The U.S. Supreme Court’s decision on Friday to strike down Trump’s use of tariffs without congressional approval will only offer a brief reprieve, as Trump’s administration has long vowed to find other legal avenues to keep its tariff wall upright if need be.

In the short term, at least, there’s no reason to think that corporation tax receipts are going to “go into reverse,” Makhlouf said. Demand for weight-loss drugs made in Ireland, which gave a significant bump to its economic output last year, is likely to remain buoyant. 

“But that is not my concern,” he argued.  “My concern is the medium term.
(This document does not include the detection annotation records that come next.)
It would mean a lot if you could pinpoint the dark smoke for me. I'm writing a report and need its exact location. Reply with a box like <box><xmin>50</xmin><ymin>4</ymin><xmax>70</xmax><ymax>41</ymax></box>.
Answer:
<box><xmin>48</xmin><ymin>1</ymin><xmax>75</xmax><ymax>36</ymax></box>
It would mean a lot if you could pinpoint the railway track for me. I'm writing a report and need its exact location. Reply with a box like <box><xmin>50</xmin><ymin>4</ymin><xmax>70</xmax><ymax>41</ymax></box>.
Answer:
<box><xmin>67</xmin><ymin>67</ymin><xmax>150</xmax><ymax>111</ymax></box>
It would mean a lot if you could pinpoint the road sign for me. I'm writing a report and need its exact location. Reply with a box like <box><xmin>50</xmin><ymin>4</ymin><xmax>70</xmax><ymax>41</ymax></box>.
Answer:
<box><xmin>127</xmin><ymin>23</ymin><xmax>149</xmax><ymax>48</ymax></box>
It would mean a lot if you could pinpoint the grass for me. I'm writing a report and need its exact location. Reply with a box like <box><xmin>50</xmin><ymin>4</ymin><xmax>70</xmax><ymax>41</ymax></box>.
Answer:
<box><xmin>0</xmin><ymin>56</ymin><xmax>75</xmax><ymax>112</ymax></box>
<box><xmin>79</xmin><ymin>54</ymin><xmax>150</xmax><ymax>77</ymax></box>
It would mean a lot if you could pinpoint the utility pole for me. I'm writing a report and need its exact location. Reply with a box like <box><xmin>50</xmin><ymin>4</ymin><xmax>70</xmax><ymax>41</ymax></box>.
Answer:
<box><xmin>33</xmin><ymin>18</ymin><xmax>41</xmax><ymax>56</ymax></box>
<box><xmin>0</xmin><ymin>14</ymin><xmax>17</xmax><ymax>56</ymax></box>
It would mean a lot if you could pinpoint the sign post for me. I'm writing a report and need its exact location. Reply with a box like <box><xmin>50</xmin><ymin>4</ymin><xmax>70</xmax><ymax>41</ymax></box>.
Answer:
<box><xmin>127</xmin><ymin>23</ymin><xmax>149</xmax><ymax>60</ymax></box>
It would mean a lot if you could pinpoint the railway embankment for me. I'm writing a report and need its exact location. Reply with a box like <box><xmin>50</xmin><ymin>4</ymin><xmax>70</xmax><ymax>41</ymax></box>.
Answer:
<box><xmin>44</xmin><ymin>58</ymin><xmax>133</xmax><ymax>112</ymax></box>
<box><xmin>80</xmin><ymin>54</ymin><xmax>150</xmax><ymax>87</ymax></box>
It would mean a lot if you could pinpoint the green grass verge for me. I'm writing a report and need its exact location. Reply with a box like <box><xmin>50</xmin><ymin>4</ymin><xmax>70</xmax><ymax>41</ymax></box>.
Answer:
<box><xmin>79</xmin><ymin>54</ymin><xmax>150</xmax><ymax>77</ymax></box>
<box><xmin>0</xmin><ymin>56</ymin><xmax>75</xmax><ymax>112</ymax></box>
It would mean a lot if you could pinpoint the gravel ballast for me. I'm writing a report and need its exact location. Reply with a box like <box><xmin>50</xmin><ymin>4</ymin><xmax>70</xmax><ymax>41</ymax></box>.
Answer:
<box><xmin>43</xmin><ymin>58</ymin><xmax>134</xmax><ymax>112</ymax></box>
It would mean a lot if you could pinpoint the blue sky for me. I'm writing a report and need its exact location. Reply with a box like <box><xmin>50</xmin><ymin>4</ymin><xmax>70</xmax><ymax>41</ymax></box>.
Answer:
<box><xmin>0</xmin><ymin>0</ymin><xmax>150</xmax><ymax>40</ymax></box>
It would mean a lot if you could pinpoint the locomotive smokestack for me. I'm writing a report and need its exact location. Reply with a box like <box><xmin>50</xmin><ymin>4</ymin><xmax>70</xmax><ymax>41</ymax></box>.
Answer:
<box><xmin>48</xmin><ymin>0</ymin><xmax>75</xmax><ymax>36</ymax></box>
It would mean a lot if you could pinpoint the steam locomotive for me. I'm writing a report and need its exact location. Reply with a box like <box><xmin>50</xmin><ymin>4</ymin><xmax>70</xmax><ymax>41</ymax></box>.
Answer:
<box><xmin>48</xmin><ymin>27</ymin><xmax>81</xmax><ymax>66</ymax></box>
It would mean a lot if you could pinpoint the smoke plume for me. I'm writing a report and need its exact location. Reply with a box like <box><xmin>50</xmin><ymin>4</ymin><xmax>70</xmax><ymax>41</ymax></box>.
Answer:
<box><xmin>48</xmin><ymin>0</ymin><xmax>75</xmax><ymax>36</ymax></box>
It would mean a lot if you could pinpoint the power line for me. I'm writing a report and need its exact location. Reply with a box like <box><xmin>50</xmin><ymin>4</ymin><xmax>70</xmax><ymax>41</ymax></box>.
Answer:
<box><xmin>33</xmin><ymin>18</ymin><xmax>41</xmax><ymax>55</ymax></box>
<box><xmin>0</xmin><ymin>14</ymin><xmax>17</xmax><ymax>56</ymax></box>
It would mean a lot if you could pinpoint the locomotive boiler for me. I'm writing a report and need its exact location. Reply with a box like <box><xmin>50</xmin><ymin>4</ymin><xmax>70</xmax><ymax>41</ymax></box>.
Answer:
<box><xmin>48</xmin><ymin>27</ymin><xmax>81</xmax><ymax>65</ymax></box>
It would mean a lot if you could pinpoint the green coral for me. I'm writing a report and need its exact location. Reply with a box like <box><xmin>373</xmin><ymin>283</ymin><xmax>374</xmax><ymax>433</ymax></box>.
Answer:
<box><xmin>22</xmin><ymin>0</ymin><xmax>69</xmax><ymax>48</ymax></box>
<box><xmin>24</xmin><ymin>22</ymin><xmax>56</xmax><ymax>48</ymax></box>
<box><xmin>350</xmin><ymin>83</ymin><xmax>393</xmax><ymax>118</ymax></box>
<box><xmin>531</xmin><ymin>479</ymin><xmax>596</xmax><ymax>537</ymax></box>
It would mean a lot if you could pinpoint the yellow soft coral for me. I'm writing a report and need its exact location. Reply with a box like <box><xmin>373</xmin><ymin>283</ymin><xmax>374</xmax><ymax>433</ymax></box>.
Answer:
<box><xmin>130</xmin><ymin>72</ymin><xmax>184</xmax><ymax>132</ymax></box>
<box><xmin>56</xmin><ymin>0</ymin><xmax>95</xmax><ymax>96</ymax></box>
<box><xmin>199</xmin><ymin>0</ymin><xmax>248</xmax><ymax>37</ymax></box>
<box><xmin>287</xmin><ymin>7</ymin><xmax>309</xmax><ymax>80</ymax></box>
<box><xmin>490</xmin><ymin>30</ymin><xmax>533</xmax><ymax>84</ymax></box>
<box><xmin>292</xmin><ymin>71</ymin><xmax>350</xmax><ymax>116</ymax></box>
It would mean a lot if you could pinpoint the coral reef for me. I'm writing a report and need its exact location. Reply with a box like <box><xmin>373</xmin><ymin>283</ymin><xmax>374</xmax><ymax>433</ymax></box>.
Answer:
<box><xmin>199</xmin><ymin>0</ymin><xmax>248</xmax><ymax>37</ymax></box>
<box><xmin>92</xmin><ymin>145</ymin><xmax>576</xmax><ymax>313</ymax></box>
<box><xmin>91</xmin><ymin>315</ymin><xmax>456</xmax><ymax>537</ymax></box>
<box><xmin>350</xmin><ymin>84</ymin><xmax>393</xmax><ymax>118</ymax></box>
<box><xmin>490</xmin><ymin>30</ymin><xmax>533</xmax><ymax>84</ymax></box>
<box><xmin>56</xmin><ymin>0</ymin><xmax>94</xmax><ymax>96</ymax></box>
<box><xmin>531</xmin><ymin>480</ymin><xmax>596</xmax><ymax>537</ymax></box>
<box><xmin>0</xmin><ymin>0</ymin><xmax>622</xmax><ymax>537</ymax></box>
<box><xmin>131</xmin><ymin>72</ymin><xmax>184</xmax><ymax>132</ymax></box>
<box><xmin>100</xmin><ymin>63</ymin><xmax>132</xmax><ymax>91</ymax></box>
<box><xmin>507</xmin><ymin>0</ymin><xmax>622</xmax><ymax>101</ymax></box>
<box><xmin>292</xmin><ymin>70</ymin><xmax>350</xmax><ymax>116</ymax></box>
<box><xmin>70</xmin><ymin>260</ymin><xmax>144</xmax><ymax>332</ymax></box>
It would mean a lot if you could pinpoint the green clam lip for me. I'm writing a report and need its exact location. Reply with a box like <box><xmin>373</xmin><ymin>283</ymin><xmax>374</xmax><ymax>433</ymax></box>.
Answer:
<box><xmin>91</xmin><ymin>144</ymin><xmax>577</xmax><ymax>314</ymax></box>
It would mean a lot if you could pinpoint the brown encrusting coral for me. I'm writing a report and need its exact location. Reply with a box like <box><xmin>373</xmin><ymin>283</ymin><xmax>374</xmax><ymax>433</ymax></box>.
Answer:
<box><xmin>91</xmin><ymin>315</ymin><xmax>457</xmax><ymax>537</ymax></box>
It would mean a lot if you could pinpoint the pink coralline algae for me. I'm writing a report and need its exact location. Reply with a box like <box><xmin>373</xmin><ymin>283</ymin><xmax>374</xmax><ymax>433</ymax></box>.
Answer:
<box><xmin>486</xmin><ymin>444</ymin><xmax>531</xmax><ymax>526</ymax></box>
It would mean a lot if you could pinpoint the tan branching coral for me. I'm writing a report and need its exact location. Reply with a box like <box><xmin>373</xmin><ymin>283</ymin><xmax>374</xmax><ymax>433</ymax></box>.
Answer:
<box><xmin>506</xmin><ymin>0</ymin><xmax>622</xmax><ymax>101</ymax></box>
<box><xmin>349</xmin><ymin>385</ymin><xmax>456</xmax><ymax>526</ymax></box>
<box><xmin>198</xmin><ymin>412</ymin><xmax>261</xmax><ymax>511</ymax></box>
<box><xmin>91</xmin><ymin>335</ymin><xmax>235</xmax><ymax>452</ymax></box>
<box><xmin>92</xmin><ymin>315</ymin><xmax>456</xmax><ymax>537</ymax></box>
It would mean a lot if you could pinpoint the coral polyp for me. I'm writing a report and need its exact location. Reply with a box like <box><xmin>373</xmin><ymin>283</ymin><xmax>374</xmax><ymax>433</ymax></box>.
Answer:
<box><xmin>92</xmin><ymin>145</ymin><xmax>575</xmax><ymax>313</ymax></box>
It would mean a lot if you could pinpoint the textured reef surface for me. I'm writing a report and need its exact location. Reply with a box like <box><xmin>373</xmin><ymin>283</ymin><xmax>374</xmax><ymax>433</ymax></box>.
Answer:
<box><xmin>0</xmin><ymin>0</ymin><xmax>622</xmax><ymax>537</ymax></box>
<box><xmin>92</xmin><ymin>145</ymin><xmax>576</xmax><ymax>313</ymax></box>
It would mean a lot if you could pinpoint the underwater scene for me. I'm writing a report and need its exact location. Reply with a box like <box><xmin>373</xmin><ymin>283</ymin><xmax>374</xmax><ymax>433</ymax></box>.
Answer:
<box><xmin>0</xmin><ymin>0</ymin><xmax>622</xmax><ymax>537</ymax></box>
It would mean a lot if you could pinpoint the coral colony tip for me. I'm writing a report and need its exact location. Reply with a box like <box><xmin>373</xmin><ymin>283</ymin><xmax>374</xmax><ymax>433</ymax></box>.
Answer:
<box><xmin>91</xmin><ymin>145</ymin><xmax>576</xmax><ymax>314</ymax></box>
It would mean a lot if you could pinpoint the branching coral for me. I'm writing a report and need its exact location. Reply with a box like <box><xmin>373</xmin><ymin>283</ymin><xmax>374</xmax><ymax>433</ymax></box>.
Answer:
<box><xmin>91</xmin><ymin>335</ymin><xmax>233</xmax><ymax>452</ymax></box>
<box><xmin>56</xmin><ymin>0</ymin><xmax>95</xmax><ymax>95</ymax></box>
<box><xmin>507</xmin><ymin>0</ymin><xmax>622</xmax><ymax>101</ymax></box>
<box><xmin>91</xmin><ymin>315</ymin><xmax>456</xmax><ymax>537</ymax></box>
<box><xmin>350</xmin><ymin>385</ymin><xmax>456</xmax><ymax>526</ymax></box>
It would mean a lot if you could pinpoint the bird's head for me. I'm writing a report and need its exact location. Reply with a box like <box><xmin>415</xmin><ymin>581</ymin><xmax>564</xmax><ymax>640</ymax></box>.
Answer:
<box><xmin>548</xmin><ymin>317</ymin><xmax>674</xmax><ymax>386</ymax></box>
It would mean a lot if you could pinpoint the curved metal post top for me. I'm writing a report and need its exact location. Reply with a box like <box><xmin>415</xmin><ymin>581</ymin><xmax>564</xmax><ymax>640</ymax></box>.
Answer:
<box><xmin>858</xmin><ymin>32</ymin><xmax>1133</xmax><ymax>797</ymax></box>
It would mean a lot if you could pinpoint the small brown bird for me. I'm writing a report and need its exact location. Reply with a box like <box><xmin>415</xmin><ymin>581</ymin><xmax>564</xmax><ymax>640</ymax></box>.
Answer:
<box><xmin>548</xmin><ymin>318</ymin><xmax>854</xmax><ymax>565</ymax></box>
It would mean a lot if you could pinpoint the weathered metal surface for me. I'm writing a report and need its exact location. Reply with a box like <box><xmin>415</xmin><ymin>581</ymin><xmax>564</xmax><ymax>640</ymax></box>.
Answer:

My concern is about actually committing to spending on the assumption that these receipts are just going to continue.”

Taoiseach Micheál Martin’s coalition government has committed to raising public spending by an average of 7.4 percent a year over the coming three years. The Irish Fiscal Advisory Council says that spending will swallow 90 percent of expected corporation tax proceeds, begging the question of how those commitments will be financed if and when those proceeds do dry up.

Makhlouf said Dublin needs to broaden the tax base by implementing the recommendations of a report by Ireland’s Commission on Taxation and Welfare, set up by the previous government.

That report, which urged raising taxes on capital and wealth, eliminating VAT loopholes and a host of other surefire vote-losers, has been gathering dust for three years while the corporation tax bounty kept flowing. 

Micheál Martin’s coalition government has committed to raising public spending by an average of 7.4 percent a year over the coming three years. | Kenzo Tribouillard/AFP via Getty Images

The government published a 12-point action plan on accelerating the permissioning process in December, which Martin promised would provide “a comprehensive roadmap of targeted actions to tackle the core barriers to delivery of housing, energy, water, public transport and roads infrastructure.”

Housing crisis brewing?

Irrespective of corporation tax receipts, Makhlouf warned that Ireland is already bumping into constraints that will stop it growing. Above all, he said, the country needs more houses, and quickly.  A lack of them in suitable places is stopping businesses from going ahead with planned expansions, he argued. 

“As I travel around the country, I’m hearing people say ‘Well, actually, we want to expand here but we can’t, because we can’t get the people or they can’t commute in easily; so we’re thinking about going elsewhere.’”  

It’s a far cry from 16 years ago, when the collapse of a massive property bubble forced Ireland to seek a bailout and left swathes of unsold and unfinished properties across the country.  Since then, the Central Bank has been on a crusade, in Makhklouf’s words, “to prevent reckless borrowing and reckless lending.” 

The origins of that crash mean that concerns about real estate lending are never far from the surface. Makhlouf said that relaxing the local capital surcharge on banks for lending, the so-called countercyclical capital buffer, isn’t the answer to the current problem, even though it’s among the highest in Europe.  

He pointed to steps already taken to help first-time buyers in the housing market. “I don’t think tweaking our macroprudential rules any further would help,” he said. Instead, the country needs to fix a planning system that has either scuppered some projects completely and delayed or inflated the costs of others.

“You don’t need people to commit more money to building more things,” he said. “You need people to commit to speeding the process up, because that will get you your houses faster. In Ireland, we haven’t done that.”